I’ve said for so many years, dogs are the best teachers in the business. And there are so many ways I could go into that, but right now a funny story to demonstrate.
Last night my husband, who is in charge of taking the dogs (except Tom, as Tom refuses) out as many times as they require once he is home in the evenings, came in from taking Zora out chuckling.
“I think Zora is playing me.”
Oh, why?
“The past couple of evenings, she’s been asking to go out a lot more than usual. I take her out and she immediately goes over the dog walk. So I give her a treat for doing the contact. Then she goes over the a-frame. And I give her a treat for doing the contact. Then she wants to come inside.”
By now I’m laughing too. She really does have him trained.
My husband, while he loves our dogs, isn’t really a dog person. He fully admits that if I wasn’t the driving force behind us having dogs, and if I didn’t take care of 99% of their needs, he wouldn’t have a dog. But he is very good at upholding various rules and criteria if I ask him to (and an expert at petting them). Such as Zora doing her trained contact behavior whenever she does a dog walk or an a-frame. With me, if I don’t ask her to do the equipment and she does it on her own while we out for a potty break, I either ignore her or lightly praise her for doing it correctly, and interrupt her if she doesn’t do her trained contact behavior. My husband apparently didn’t get that part of the memo, LOL. All of this time he’s been giving Zora a treat every single time she happens to put herself up and over a contact obstacle and does her trained contact behavior in the yard when he has her out. So she figured out how to get him to do it even more often.

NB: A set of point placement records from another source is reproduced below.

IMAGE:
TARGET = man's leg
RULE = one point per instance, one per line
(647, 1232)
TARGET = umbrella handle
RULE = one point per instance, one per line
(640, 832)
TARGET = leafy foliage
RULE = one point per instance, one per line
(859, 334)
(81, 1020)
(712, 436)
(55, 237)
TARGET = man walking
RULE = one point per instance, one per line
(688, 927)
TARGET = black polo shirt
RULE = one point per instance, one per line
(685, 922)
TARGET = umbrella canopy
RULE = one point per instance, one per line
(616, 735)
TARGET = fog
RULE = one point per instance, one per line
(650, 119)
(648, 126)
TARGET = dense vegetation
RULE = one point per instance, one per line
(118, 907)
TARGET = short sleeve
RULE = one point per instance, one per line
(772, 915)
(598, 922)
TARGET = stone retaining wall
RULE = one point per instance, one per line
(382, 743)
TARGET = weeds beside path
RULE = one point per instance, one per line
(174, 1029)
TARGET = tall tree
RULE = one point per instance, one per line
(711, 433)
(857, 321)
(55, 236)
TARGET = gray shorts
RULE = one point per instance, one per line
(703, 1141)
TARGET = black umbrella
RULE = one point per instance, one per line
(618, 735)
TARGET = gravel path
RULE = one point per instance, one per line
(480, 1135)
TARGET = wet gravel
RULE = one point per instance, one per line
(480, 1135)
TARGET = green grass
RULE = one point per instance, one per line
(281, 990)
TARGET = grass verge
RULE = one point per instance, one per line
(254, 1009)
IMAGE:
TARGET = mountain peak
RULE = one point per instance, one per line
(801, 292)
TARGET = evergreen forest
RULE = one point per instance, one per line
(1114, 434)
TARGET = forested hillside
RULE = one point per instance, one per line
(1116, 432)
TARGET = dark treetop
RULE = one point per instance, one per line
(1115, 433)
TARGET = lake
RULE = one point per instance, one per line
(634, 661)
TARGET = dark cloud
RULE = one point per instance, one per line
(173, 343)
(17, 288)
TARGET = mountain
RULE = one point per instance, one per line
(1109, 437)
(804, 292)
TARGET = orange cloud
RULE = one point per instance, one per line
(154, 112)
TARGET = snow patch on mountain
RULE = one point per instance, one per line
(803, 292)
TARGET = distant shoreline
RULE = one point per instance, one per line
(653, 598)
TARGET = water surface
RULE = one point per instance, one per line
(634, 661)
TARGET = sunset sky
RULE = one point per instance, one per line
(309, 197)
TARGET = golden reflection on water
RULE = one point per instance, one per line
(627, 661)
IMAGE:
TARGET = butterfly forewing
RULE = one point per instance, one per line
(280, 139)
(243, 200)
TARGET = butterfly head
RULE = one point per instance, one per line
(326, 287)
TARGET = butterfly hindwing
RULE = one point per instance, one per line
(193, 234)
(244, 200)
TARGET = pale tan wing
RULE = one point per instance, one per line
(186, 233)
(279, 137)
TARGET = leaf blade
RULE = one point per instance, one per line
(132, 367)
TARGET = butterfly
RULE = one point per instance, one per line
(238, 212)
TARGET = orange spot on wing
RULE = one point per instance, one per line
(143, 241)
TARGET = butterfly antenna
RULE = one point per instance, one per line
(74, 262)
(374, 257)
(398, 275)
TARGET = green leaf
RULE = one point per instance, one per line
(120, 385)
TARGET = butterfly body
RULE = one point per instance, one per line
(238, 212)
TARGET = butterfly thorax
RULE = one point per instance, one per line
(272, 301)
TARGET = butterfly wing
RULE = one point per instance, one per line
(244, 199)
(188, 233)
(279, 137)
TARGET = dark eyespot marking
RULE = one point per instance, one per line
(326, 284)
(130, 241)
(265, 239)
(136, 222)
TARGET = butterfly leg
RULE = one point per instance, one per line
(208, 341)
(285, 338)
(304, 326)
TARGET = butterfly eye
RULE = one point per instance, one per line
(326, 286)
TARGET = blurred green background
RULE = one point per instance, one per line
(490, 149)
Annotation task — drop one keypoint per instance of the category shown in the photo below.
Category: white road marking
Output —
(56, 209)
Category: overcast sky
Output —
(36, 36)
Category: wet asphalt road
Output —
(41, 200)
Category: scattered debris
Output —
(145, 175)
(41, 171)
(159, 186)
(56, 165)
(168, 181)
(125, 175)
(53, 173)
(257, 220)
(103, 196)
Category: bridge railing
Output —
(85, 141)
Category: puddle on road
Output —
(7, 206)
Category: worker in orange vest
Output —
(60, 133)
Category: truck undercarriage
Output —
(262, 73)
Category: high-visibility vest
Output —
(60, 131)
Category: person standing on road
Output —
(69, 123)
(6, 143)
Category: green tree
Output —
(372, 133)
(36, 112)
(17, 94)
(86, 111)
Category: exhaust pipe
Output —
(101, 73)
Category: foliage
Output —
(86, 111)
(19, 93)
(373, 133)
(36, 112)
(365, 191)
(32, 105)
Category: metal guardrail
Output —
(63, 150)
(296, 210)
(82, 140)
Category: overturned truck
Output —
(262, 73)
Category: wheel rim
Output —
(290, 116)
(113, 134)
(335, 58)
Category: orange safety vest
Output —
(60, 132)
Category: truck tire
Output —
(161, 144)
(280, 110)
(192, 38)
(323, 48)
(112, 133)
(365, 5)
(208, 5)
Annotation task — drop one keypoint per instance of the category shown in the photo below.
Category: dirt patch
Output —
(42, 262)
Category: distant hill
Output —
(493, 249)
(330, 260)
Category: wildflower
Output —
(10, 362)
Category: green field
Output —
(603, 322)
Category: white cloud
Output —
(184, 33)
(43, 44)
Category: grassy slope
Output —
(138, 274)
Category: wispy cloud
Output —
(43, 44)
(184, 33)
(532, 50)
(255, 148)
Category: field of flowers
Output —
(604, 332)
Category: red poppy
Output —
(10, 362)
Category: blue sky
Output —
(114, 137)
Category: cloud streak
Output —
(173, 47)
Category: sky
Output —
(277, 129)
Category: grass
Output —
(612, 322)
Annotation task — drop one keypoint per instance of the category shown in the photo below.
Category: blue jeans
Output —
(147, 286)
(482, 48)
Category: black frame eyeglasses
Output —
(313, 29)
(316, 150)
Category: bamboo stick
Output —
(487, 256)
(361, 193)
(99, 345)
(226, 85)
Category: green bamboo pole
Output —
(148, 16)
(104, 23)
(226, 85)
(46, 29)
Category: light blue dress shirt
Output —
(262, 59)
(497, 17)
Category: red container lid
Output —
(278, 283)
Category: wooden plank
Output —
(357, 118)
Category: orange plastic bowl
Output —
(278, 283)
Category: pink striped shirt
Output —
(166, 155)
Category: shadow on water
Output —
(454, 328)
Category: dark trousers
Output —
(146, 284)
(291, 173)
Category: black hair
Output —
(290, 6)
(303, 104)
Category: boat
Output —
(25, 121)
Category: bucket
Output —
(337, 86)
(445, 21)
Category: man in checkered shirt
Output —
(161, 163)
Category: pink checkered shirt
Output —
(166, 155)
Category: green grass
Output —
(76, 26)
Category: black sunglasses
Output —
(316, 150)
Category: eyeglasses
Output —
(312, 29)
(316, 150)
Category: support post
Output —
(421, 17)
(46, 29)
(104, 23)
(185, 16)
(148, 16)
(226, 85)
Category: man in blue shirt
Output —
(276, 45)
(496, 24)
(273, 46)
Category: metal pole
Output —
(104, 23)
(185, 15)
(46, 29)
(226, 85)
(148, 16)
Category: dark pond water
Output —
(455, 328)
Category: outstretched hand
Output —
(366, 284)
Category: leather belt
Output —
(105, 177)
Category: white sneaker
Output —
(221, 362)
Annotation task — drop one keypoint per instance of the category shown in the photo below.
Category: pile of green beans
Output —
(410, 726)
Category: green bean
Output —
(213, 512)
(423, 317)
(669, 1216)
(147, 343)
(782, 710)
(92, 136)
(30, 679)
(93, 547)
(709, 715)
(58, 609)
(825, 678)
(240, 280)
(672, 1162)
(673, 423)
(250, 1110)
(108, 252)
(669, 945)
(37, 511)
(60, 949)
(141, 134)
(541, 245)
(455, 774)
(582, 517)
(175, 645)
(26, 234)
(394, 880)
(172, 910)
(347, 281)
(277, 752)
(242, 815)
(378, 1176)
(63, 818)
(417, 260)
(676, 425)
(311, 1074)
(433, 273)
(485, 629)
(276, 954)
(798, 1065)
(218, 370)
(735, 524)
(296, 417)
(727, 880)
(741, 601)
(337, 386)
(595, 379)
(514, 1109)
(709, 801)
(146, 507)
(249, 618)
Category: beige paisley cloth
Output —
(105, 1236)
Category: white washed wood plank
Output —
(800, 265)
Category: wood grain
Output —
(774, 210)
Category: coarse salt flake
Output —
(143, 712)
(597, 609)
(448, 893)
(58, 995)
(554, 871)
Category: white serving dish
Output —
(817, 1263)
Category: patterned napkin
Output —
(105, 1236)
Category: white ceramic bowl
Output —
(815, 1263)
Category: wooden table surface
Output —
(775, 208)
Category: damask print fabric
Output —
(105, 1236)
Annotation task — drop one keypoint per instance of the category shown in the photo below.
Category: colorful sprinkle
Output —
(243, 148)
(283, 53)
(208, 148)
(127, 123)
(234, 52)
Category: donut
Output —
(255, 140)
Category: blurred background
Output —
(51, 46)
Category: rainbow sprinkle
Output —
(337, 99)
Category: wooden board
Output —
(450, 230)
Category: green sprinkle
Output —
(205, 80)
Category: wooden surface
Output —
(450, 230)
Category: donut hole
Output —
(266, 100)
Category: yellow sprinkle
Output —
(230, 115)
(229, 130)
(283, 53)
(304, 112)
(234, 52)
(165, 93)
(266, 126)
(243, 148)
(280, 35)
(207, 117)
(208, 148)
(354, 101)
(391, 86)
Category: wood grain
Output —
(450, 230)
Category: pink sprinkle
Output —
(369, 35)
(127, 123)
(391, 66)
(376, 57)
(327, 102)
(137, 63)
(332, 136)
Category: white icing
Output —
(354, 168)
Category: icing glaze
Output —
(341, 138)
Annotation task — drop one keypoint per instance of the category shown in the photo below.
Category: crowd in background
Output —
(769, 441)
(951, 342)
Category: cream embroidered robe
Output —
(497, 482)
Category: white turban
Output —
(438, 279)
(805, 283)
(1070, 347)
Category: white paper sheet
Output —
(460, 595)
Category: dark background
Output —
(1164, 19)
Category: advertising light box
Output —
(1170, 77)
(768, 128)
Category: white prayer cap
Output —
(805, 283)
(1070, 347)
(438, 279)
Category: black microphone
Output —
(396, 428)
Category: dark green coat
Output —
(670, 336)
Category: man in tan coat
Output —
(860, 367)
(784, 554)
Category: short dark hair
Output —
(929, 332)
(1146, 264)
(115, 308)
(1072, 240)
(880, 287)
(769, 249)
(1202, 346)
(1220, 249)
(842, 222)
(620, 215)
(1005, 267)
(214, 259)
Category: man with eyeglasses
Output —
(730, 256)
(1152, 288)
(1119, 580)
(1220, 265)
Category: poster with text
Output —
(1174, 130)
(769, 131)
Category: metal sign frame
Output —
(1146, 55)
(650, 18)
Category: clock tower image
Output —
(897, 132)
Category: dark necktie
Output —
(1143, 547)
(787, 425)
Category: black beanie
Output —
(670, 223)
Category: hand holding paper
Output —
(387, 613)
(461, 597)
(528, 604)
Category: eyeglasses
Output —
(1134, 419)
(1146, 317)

Zora has him trained to do many behaviors. This one I’m rather impressed with. Particularly because we had a period where she did something similar, getting him to take her out many many times in an evening because he was giving her a treat every time she came back inside. Once I noticed what was happening, we changed the instructions for him so she only got a treat for coming inside if she actually toileted outside when he took her out. No treats for crying wolf. Her asking to go out then dropped off drastically to a reasonable 1-2x an evening. By asking to go out then doing the contact obstacles, she found a loop hole. Zora is one smart cookie. Who really enjoys her cookies whatever way she can get them.